According to airline officials, an internal audit uncovered a long-running scheme in which locally recruited finance employees at the Chennai office allegedly misappropriated approximately INR 22 million. Investigators believe the suspects manipulated invoices, altered payment records and forged management authorizations to divert company funds over an extended period.
The irregularities were first detected by SriLankan Airlines’ head office in Colombo after unusual payment patterns triggered internal financial monitoring systems. A detailed investigation followed, during which the employees allegedly linked to the scheme stopped reporting for duty and are believed to have fled before disciplinary action could be initiated.
The matter has now been referred to Indian law enforcement authorities, who are conducting investigations aimed at identifying those responsible and recovering the missing funds. Airline officials have indicated that cooperation between Sri Lankan and Indian authorities will continue as inquiries progress.
The fraud investigation has unfolded alongside a significant financial restructuring designed to restore the airline’s long-term viability.

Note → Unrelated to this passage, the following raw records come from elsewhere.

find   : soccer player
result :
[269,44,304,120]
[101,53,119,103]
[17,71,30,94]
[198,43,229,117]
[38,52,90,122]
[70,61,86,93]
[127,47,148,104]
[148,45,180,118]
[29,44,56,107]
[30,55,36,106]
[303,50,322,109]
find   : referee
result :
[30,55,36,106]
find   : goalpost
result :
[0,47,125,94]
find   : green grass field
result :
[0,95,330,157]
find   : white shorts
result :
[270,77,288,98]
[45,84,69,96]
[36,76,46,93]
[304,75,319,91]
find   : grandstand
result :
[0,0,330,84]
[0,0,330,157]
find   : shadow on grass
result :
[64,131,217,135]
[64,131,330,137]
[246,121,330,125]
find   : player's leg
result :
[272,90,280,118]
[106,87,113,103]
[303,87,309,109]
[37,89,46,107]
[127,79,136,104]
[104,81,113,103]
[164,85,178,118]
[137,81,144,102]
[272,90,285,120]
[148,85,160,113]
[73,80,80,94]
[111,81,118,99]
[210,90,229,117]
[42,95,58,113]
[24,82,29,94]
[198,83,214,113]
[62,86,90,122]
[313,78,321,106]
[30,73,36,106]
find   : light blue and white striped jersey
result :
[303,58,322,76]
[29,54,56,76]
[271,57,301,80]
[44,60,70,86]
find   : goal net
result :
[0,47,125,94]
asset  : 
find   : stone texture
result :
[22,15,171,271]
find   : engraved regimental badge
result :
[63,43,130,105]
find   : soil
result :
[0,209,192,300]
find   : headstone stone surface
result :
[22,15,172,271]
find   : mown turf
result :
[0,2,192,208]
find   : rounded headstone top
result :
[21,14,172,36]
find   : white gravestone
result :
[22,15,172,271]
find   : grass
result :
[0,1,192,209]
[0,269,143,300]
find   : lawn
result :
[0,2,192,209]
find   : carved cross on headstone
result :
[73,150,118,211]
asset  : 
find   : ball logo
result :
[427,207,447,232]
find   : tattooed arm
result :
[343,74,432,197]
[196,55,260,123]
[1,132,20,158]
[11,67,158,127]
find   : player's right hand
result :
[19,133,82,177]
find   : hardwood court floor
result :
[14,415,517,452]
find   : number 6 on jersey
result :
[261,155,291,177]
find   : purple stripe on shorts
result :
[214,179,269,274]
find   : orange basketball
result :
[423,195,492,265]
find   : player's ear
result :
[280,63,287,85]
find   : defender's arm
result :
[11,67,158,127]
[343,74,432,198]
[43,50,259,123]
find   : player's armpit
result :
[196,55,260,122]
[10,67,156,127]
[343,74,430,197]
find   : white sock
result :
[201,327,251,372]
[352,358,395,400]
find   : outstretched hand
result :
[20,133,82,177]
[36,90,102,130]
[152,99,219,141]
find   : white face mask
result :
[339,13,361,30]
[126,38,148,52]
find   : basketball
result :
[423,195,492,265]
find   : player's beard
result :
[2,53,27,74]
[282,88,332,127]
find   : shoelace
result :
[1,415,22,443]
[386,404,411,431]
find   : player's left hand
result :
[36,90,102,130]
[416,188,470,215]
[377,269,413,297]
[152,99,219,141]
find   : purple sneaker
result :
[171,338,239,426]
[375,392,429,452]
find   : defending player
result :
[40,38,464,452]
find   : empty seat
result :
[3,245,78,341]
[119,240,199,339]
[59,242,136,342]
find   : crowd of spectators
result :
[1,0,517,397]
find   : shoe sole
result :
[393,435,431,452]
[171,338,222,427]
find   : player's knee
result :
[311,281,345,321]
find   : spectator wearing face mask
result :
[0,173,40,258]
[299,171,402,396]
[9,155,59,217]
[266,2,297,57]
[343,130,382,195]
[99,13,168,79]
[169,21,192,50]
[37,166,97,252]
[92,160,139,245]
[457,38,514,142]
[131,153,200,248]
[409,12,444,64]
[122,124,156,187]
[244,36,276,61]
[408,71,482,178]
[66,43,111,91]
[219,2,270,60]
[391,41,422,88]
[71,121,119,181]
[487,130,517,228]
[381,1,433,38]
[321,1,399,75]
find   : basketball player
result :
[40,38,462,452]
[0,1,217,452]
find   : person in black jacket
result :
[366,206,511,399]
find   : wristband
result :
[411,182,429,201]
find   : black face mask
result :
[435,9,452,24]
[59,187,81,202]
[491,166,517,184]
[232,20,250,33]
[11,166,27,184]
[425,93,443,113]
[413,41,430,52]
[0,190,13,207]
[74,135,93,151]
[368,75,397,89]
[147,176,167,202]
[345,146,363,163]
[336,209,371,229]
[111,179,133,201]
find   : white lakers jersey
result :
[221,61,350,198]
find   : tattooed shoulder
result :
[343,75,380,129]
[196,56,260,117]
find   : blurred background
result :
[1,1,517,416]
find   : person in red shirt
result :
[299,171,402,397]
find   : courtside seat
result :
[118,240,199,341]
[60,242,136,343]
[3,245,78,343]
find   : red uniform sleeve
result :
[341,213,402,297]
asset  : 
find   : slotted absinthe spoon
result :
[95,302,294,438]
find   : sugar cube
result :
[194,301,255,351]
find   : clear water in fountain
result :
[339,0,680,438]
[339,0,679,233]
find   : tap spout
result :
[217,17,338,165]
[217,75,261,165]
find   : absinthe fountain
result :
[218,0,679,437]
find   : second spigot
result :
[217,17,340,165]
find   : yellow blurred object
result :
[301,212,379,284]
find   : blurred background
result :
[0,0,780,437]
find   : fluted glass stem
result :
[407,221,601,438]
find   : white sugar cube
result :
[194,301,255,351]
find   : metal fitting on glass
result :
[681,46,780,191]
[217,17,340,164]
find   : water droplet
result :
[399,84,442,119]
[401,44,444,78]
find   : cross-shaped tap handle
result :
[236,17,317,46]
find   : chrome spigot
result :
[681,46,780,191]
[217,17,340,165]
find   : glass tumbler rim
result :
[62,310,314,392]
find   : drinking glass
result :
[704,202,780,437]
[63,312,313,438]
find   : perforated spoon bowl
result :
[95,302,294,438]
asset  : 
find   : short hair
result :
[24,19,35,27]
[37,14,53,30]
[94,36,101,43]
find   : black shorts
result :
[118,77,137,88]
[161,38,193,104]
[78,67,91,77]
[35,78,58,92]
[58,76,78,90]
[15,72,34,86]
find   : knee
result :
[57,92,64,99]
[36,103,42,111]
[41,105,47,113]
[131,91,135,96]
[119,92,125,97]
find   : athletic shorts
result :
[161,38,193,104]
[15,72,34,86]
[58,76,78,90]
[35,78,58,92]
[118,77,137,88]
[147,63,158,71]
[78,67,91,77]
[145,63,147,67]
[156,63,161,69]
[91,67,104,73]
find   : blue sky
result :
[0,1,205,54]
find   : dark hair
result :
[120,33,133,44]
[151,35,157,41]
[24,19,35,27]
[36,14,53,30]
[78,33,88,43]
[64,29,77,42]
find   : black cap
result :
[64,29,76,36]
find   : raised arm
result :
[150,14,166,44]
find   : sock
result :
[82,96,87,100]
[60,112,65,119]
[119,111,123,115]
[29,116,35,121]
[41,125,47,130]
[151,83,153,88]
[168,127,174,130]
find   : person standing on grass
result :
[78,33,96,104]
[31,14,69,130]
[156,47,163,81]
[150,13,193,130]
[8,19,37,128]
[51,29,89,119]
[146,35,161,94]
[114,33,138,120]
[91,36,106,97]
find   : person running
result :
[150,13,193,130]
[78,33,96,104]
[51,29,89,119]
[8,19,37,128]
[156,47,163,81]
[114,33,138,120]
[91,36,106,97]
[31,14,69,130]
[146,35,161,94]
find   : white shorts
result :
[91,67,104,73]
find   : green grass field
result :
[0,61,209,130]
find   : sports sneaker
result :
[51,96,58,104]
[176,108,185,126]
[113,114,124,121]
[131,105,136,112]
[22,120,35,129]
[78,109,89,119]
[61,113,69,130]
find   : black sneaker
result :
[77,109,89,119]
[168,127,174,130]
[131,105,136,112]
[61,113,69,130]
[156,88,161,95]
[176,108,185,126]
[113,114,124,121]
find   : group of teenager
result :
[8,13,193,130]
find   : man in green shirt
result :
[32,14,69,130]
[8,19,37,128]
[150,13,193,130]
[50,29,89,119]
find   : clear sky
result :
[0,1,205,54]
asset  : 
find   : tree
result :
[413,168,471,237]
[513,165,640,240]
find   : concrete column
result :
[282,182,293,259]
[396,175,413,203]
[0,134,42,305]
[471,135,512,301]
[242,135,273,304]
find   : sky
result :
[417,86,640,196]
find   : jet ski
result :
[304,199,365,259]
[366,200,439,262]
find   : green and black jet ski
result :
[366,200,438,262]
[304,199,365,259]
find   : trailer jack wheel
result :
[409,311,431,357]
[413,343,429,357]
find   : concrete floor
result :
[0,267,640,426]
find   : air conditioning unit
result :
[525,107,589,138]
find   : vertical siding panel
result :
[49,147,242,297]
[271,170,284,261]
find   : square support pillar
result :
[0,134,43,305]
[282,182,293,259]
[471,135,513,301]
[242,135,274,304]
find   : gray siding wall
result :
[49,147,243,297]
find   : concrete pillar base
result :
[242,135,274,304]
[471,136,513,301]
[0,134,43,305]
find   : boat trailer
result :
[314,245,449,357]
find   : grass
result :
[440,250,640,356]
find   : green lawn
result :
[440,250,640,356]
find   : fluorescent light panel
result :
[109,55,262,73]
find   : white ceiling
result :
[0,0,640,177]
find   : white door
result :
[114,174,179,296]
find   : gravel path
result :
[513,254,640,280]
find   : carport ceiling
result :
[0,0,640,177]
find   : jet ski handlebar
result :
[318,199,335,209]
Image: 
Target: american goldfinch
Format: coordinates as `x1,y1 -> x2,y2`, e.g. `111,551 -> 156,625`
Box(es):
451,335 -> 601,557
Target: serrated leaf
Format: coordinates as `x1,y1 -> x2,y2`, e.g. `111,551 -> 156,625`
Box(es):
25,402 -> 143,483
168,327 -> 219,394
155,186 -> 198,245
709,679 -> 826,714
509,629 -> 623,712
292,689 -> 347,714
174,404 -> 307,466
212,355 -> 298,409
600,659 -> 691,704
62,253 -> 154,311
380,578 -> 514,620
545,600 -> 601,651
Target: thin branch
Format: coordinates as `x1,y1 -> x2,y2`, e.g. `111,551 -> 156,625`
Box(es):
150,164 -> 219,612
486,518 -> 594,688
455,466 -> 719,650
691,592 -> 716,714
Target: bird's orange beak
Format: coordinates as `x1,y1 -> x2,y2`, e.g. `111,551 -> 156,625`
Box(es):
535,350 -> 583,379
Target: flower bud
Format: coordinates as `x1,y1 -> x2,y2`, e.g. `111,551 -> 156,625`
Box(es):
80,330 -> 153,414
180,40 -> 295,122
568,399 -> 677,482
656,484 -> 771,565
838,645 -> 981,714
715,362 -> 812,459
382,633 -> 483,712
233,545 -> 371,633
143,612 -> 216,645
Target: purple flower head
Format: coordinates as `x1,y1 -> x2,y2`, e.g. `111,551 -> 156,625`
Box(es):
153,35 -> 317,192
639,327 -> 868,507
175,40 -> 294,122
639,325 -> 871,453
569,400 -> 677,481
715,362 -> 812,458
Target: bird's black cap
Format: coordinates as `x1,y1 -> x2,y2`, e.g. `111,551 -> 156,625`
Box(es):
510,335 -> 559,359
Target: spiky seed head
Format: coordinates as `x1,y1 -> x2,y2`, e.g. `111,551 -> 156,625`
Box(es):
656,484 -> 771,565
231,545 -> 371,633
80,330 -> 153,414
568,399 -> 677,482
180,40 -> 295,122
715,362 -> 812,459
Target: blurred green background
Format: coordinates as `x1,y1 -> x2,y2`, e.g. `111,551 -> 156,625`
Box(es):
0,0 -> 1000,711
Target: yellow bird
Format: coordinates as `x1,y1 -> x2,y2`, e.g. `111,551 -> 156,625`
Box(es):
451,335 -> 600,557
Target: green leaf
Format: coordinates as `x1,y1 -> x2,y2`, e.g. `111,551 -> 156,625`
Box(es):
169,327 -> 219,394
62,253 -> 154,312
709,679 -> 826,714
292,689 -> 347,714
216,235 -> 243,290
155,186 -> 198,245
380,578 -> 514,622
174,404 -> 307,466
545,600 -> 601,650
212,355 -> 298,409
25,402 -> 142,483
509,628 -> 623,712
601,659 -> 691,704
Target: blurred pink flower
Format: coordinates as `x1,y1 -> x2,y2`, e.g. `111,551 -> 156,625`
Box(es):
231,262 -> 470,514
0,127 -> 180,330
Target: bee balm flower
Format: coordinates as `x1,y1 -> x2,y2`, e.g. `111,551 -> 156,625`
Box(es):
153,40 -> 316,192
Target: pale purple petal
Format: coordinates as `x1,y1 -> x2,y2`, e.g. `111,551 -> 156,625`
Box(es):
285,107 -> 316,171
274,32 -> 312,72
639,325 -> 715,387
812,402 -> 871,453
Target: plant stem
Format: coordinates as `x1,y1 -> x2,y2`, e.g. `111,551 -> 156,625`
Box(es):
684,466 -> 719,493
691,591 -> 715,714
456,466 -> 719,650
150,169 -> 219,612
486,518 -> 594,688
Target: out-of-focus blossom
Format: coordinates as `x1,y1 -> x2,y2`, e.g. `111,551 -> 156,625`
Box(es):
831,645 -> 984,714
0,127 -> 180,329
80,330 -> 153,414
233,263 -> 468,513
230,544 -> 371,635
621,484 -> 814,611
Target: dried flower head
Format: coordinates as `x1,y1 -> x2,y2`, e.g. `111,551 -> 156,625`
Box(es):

One of the most significant milestones involved resolving USD 175 million in International Sovereign Bond obligations. Under the restructuring agreement, the existing debt was replaced with new government-backed amortizing bonds maturing in 2028. Bondholders accepted a 16 percent reduction in value, while approximately 99 percent of investors supported the settlement, enabling the debt to be fully resolved.
In addition, the government completed the restructuring of Rs. 91.3 billion in state bank borrowings by transferring repayment obligations to a Treasury-supported mechanism. Scheduled repayments will now be made twice annually during April and October under a structured programme funded through national budget allocations.
The government has committed Rs. 20 billion to meet the remaining legacy interest and principal obligations arising from these historical liabilities. However, officials have stressed that future financial support will not extend to day-to-day operations.
The Ministry of Finance has directed that SriLankan Airlines must now operate as a commercially sustainable enterprise capable of financing its own operational requirements without recurring government bailouts. Responsibility for improving profitability and strengthening governance has been placed squarely on the airline’s new leadership and board of directors.
Together, the Chennai fraud investigation and the completion of major debt restructuring illustrate the contrasting challenges confronting SriLankan Airlines as it seeks to rebuild public confidence. While historic financial burdens are being resolved through government-backed reforms, strengthening internal controls and preventing future fraud remain essential to securing the airline’s long-term stability and restoring trust in its financial management.